The time has come to drive a stake through the heart of an oft-repeated assertion.
How often have you heard something like the following when those of us in healthcare who want to stimulate quality and safety improvements draw analogies to the airline industry?
“Well, in an airplane, the pilot has an extra incentive to be safe, because he will go down with the ship.
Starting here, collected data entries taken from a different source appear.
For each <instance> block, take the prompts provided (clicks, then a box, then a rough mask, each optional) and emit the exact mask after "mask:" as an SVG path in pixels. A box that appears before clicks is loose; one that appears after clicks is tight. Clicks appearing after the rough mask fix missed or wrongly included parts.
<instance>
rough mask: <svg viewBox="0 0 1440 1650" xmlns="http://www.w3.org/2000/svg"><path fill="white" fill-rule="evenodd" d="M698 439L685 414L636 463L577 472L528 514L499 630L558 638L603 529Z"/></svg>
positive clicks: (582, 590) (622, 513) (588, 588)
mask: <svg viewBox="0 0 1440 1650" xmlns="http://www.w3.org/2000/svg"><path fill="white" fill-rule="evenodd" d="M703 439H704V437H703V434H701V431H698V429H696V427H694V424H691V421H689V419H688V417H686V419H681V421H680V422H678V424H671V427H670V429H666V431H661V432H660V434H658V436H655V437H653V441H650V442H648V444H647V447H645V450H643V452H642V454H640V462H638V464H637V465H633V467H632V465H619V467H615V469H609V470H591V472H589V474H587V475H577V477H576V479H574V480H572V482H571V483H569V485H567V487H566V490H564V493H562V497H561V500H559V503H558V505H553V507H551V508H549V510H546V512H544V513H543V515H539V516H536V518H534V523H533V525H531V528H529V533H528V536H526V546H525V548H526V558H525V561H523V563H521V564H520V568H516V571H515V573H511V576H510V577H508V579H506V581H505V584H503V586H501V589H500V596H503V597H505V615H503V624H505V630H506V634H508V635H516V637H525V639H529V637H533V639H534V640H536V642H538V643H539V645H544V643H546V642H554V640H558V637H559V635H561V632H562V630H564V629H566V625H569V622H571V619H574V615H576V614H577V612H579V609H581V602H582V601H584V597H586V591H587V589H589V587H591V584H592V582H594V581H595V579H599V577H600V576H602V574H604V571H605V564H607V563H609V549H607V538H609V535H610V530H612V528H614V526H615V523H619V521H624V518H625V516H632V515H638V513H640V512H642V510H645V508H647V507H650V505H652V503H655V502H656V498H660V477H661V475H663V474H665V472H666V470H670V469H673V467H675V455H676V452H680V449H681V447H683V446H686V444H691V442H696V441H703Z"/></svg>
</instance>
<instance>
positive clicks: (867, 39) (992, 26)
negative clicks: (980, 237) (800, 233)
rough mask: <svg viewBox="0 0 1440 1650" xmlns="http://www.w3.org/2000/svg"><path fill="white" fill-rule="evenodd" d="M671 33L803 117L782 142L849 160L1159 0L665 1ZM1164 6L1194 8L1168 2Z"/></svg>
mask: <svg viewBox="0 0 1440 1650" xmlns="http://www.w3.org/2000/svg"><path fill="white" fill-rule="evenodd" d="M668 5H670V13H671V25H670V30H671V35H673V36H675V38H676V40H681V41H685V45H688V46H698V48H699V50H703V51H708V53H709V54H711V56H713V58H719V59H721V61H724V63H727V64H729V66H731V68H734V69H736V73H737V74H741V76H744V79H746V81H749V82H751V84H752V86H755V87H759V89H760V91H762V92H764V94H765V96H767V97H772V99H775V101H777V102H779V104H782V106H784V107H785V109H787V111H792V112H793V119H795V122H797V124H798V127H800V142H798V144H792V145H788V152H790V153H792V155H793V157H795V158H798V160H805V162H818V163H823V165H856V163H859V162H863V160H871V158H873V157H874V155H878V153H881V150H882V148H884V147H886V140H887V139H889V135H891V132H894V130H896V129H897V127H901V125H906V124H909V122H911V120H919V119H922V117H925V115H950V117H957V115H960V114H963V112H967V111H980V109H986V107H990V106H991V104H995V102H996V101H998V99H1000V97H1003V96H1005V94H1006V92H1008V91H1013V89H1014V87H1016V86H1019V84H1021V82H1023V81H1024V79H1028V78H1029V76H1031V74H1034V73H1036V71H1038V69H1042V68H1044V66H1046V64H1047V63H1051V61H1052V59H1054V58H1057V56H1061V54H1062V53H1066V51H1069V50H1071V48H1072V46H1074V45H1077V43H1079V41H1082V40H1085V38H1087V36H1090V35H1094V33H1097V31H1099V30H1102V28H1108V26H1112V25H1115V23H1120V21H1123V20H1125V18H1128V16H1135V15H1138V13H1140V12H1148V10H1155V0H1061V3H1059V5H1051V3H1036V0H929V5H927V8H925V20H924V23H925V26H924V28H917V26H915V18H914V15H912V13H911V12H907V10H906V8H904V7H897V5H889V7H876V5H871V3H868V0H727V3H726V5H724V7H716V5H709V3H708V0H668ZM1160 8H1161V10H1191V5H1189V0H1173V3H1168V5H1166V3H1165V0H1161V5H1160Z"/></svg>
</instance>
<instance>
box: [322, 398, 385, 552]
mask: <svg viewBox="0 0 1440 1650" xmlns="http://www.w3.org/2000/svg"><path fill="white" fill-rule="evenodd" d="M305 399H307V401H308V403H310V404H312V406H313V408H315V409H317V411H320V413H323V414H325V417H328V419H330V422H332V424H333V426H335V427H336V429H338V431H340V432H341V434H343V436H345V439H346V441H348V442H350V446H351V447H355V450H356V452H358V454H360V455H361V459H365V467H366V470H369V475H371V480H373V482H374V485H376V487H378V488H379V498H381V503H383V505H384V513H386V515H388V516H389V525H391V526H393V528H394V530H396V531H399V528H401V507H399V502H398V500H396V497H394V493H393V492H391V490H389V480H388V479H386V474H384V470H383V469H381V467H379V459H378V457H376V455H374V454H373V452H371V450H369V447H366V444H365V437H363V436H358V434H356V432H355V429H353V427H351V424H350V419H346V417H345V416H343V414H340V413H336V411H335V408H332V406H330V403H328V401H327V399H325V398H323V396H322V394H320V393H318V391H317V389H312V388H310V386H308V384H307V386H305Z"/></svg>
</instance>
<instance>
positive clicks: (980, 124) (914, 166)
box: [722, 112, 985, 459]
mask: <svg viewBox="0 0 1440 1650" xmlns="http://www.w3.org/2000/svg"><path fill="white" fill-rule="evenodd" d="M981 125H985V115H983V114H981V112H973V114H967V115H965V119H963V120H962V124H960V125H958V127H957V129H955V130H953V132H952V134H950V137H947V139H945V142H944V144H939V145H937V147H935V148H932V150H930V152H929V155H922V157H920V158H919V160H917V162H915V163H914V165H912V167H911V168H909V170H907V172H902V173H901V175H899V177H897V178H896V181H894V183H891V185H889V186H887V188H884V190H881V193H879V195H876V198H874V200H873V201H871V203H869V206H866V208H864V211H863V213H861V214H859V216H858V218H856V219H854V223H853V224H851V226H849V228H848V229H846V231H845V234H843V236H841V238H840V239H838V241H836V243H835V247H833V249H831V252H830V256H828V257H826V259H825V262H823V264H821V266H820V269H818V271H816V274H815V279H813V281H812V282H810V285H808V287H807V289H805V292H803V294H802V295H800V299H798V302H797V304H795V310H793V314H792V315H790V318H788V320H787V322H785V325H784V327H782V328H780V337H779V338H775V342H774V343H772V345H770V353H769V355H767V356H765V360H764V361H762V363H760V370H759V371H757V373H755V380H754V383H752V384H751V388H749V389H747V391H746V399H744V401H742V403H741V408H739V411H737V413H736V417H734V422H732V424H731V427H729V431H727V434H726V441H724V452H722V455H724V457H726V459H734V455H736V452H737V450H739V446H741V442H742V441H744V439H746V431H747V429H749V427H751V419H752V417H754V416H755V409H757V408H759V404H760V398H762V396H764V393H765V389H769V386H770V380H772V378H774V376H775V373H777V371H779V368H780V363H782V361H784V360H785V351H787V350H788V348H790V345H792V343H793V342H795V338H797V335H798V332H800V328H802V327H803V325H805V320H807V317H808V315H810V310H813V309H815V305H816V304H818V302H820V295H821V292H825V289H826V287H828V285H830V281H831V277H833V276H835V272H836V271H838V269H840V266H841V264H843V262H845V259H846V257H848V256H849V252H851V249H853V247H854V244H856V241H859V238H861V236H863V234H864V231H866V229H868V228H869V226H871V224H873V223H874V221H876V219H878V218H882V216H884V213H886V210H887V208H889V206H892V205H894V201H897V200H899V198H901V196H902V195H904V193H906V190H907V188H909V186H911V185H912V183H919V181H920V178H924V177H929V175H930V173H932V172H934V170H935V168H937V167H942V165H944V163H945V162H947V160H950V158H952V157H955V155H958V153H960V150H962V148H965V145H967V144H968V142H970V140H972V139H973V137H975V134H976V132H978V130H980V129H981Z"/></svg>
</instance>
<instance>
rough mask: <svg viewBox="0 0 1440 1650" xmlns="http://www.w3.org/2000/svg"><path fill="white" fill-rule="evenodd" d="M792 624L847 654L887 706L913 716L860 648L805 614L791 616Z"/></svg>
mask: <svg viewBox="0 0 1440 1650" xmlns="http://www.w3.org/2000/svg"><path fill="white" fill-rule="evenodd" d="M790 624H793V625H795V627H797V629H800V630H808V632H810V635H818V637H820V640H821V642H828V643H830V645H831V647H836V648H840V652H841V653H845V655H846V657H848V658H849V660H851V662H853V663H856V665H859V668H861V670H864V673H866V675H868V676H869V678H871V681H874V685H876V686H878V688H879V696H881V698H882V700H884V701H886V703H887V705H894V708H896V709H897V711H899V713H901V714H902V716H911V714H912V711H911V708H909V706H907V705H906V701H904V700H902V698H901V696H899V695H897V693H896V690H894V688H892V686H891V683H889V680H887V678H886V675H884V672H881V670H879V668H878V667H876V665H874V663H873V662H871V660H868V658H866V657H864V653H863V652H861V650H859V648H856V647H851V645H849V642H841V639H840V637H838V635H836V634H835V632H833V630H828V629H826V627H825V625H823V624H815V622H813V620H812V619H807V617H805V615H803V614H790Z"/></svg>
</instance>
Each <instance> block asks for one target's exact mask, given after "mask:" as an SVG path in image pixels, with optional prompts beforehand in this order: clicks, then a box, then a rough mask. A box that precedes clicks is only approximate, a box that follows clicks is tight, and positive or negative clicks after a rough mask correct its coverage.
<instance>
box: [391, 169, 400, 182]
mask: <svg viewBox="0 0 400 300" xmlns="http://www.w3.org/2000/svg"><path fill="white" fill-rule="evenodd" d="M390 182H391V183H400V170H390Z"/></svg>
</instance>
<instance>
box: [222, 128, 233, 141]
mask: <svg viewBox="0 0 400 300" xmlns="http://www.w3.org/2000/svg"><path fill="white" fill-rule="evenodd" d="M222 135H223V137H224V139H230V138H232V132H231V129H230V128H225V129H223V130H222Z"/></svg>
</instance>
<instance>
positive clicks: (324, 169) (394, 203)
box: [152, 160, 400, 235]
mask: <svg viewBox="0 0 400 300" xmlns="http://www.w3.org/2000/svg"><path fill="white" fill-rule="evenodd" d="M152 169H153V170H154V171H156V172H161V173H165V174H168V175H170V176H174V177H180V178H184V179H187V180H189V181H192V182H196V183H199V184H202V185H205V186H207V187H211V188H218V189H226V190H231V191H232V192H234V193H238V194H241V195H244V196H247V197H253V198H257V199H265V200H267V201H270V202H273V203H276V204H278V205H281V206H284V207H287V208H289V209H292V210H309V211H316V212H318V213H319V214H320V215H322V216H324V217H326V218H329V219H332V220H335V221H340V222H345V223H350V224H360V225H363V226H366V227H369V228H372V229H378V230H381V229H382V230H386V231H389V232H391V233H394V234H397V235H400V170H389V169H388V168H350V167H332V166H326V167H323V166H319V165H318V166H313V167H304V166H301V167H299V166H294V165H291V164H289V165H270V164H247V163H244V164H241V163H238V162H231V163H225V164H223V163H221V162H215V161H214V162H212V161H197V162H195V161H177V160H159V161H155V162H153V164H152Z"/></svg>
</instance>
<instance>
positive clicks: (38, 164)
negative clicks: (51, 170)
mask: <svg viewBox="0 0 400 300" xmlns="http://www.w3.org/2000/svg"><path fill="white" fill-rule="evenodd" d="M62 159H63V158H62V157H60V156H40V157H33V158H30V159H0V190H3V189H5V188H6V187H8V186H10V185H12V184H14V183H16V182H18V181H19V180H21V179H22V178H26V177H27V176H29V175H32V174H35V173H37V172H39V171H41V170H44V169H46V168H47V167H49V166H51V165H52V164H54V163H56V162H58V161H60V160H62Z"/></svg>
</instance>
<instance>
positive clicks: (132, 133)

In contrast, when a doctor hurts a patient, he gets to go home safe and sound.”
At a recent talk to medical residents, medical students, and nurses in training, Terry Fairbanks  (Director of the National Center for Human Factors Engineering in Healthcare) put the opposing case forward. He noted, “No pilot follows safety rules and procedures because he thinks he is otherwise going to crash.”
Likewise, I would note, no doctor fails to follow safety rules and procedures because s/he does not care about the well-being of a patient.
What is the difference, then? Terry summarizes, “There is a pervasive safety culture and set of rules that guides airplane pilots, based on a human factors approach.”
He added, “The relative degree of accountability (compared to other industries) is not the underlying cause of medical errors.”
It is not the personal risks faced by doctors compared to pilots that kill and harm patients. It is the fact that the kinds of solutions needed in healthcare are just at the gestational stage. Facile comments that doctors don’t care as much as pilots are just plain wrong and divert attention from the steps that can and should be taken to learn from the airline industry.